Researchers at the Eindhoven University of Technology (TU/e) and University of Central Florida (CREOL) have partnered together to publish a new photonics research paper with their findings about fiberoptic data communications. They have published their findings in the scientific journal, Nature, which can be found here with an excerpt and can be purchased for $32. The world of photonics is an absolutely fascinating one, especially when you start to think about all of the possibilities that simple light can create.
The researchers between these two universities partnered up together to create a fiber optic cable capable of speeds up to 255 Tbit/s which translates to 31.8 TB/s of data transfer or about 32 TB/s, which amounts to basically all of the internet traffic currently being sent across all of the world’s networks at any given moment. This technology is far from being utilized in a commercial application, but the scientists have already managed to achieve a 1km long transmission of this cable at the expected speed, which is amazing on its own.
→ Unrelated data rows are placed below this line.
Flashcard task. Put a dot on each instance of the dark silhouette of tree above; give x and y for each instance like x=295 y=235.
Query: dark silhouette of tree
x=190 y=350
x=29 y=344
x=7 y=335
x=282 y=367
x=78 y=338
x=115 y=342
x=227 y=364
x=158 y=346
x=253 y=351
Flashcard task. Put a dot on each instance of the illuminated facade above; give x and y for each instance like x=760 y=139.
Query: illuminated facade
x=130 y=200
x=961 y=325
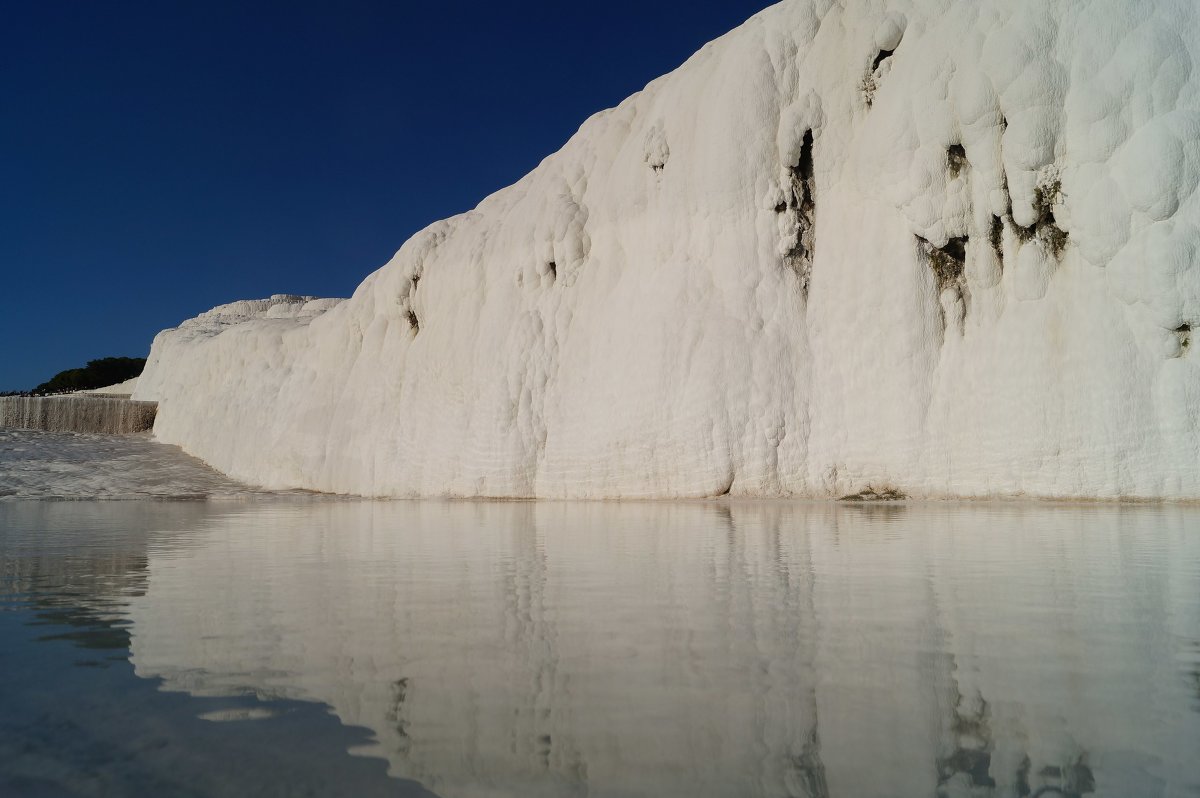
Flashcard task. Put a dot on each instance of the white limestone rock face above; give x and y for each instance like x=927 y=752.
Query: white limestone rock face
x=947 y=249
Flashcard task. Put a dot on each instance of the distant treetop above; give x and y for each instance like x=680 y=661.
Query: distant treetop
x=97 y=373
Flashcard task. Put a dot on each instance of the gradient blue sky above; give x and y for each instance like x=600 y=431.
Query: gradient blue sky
x=161 y=157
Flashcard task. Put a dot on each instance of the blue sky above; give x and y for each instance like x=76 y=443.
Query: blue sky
x=163 y=157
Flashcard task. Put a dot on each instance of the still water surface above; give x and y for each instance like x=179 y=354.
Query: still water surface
x=291 y=646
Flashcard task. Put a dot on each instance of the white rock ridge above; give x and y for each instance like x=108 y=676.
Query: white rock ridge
x=941 y=247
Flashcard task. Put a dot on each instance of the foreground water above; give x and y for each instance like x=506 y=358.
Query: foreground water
x=256 y=645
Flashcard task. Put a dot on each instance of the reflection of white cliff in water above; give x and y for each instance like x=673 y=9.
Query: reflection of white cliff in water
x=773 y=649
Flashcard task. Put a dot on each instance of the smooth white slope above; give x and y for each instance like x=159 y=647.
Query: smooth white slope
x=682 y=343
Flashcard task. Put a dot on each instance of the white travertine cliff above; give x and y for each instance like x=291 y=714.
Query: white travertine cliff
x=941 y=247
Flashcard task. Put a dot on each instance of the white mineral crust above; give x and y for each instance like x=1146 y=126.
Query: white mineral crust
x=941 y=247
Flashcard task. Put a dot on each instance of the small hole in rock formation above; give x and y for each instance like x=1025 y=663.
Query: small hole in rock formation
x=997 y=237
x=947 y=262
x=802 y=201
x=948 y=265
x=955 y=159
x=1045 y=228
x=1183 y=333
x=870 y=83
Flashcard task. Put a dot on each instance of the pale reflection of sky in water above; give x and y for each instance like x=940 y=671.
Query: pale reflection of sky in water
x=601 y=649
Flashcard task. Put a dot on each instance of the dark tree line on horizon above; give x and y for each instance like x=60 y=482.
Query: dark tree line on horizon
x=97 y=373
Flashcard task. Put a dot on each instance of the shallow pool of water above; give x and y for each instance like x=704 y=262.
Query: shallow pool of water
x=292 y=646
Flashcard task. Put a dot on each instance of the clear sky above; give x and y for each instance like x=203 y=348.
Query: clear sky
x=159 y=159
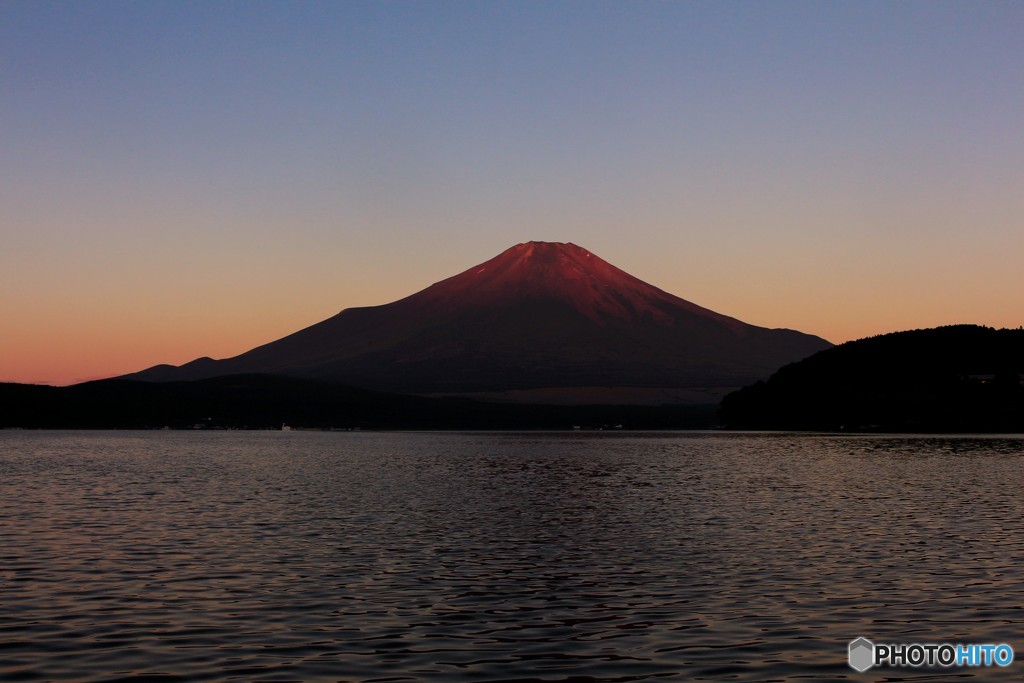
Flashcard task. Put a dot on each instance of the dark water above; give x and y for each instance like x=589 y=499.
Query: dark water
x=500 y=557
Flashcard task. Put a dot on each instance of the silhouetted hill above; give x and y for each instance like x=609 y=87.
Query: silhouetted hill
x=540 y=319
x=958 y=378
x=259 y=401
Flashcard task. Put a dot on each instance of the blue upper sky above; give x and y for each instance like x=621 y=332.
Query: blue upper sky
x=844 y=168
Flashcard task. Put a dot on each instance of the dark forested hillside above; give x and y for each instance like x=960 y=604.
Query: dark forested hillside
x=958 y=378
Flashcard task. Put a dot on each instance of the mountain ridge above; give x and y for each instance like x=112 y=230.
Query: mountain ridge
x=537 y=316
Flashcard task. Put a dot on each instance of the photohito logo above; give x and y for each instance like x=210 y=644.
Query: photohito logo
x=863 y=654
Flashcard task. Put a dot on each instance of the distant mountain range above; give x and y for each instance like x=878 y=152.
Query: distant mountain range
x=958 y=378
x=539 y=323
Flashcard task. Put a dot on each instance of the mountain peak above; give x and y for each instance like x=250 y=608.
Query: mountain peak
x=539 y=315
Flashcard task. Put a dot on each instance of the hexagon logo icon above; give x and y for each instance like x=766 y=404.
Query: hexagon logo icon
x=861 y=654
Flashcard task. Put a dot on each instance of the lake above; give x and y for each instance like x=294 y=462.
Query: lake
x=587 y=556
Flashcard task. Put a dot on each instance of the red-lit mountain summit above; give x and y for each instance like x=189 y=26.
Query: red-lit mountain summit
x=541 y=321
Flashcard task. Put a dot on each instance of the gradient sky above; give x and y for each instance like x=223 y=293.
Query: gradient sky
x=181 y=179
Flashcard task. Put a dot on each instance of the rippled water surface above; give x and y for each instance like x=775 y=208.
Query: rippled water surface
x=305 y=556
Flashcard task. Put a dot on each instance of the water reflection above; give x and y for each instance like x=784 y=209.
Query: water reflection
x=487 y=557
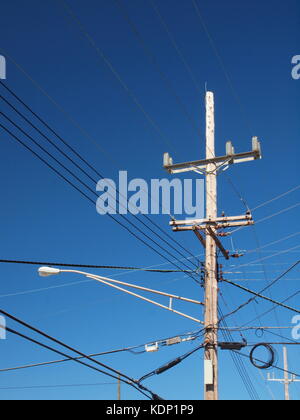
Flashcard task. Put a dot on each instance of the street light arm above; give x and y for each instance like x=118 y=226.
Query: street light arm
x=47 y=271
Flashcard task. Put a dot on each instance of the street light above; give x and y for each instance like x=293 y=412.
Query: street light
x=50 y=271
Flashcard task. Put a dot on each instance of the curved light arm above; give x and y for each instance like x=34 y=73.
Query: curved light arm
x=48 y=271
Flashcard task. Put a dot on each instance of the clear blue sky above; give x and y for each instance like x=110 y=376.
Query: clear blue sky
x=42 y=218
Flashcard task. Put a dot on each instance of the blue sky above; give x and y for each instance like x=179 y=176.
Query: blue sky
x=43 y=218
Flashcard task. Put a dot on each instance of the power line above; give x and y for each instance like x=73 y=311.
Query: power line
x=116 y=74
x=274 y=307
x=106 y=267
x=221 y=62
x=257 y=295
x=87 y=197
x=162 y=342
x=20 y=388
x=276 y=198
x=175 y=45
x=273 y=366
x=123 y=377
x=153 y=60
x=82 y=160
x=239 y=363
x=171 y=364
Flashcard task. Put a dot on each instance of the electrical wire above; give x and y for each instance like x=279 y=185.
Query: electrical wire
x=259 y=294
x=70 y=172
x=175 y=45
x=170 y=364
x=274 y=307
x=105 y=267
x=162 y=342
x=123 y=377
x=87 y=197
x=239 y=363
x=82 y=160
x=154 y=61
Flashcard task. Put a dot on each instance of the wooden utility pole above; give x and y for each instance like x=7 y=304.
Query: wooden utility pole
x=287 y=380
x=210 y=227
x=119 y=388
x=211 y=278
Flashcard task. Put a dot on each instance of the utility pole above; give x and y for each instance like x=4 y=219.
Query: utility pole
x=119 y=388
x=287 y=380
x=208 y=232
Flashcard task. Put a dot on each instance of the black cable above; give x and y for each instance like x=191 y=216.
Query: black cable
x=259 y=294
x=83 y=183
x=82 y=159
x=274 y=366
x=124 y=377
x=126 y=349
x=272 y=309
x=10 y=330
x=86 y=196
x=239 y=363
x=170 y=364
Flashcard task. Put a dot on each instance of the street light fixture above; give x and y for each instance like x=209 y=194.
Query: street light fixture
x=48 y=271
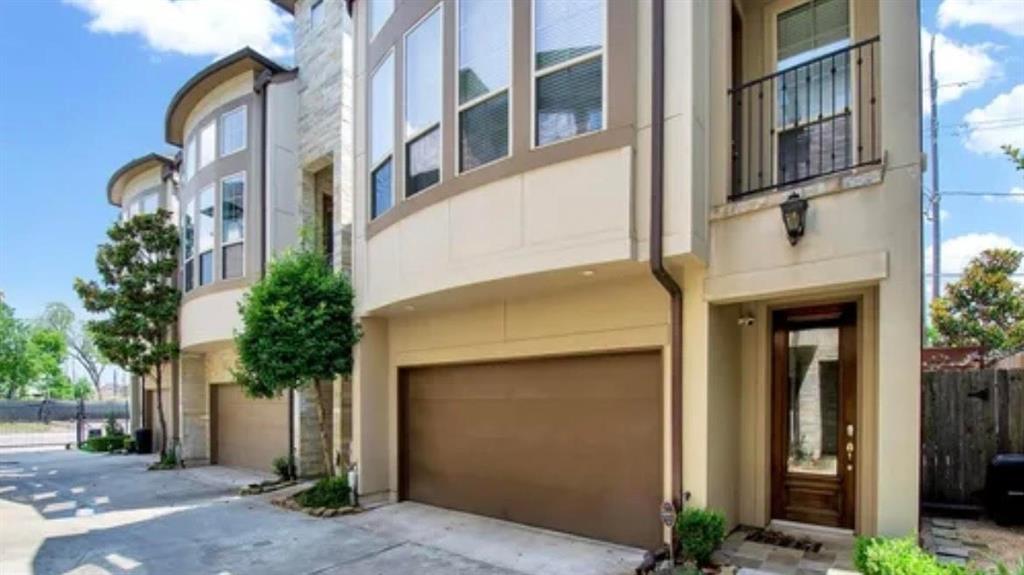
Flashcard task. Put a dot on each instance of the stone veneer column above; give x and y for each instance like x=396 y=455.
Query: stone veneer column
x=195 y=409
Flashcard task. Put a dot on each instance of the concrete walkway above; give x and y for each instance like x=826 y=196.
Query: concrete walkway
x=73 y=513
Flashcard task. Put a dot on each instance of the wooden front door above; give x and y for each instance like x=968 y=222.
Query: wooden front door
x=814 y=414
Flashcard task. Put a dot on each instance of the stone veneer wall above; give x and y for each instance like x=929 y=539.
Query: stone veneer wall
x=324 y=57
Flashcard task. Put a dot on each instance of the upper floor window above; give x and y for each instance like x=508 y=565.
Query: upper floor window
x=423 y=104
x=568 y=68
x=382 y=137
x=207 y=144
x=205 y=232
x=190 y=158
x=315 y=14
x=483 y=82
x=232 y=225
x=232 y=131
x=188 y=244
x=380 y=10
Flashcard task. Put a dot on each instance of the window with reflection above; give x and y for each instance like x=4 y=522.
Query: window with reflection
x=232 y=222
x=190 y=158
x=188 y=244
x=382 y=137
x=423 y=104
x=380 y=10
x=483 y=82
x=207 y=144
x=568 y=68
x=205 y=232
x=232 y=131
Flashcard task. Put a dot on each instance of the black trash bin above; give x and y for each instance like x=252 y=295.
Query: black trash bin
x=1005 y=488
x=143 y=440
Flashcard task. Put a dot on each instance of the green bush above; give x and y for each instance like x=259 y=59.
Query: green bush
x=700 y=532
x=880 y=556
x=328 y=492
x=281 y=468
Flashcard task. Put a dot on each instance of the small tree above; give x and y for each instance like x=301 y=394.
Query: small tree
x=985 y=307
x=80 y=345
x=138 y=298
x=297 y=330
x=16 y=370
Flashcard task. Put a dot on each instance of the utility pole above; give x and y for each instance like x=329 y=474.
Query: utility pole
x=934 y=167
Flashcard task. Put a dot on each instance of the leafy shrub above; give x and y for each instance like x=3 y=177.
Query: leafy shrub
x=700 y=532
x=328 y=492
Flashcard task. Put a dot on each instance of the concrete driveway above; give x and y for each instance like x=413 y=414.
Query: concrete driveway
x=67 y=512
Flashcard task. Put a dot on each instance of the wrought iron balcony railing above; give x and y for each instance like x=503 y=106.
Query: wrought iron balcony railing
x=807 y=121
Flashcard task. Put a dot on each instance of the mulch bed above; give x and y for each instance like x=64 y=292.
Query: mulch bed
x=779 y=539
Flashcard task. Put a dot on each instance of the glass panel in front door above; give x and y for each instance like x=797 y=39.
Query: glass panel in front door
x=813 y=401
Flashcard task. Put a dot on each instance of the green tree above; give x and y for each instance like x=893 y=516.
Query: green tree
x=80 y=345
x=47 y=351
x=15 y=368
x=297 y=330
x=137 y=297
x=984 y=307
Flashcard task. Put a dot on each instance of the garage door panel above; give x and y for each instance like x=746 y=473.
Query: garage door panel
x=571 y=444
x=250 y=433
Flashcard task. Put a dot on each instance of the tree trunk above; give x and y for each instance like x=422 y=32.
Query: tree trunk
x=322 y=423
x=160 y=410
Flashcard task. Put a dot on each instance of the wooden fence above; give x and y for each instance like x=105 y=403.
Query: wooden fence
x=968 y=416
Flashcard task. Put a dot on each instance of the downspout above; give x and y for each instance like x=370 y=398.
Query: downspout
x=657 y=252
x=260 y=87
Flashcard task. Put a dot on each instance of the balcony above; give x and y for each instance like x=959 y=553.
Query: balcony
x=810 y=120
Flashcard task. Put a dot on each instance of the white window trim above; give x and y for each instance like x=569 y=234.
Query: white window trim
x=439 y=125
x=375 y=164
x=220 y=191
x=213 y=158
x=244 y=109
x=536 y=75
x=460 y=107
x=213 y=249
x=370 y=18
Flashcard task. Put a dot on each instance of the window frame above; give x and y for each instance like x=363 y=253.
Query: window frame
x=439 y=125
x=213 y=158
x=370 y=17
x=242 y=176
x=244 y=111
x=316 y=6
x=213 y=249
x=460 y=107
x=373 y=164
x=536 y=75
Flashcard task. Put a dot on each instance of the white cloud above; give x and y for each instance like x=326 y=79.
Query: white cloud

Here’s an infographic from Intel last year that shows you how much data gets transferred across the internet in just 60 seconds.
This is all possible thanks to the fact that this fiber optic cable uses multi-mode fiber, which allows for multiple ‘cores’ of fiber strand to operate in tandem with each other. As a net result, with 50 different channels and delivering 5.1 Tbit/s per channel (or color of light), the single cable with multiple cores and switching capabilities delivers 255 Tbit/s or the previously stated 31.8 TB/s.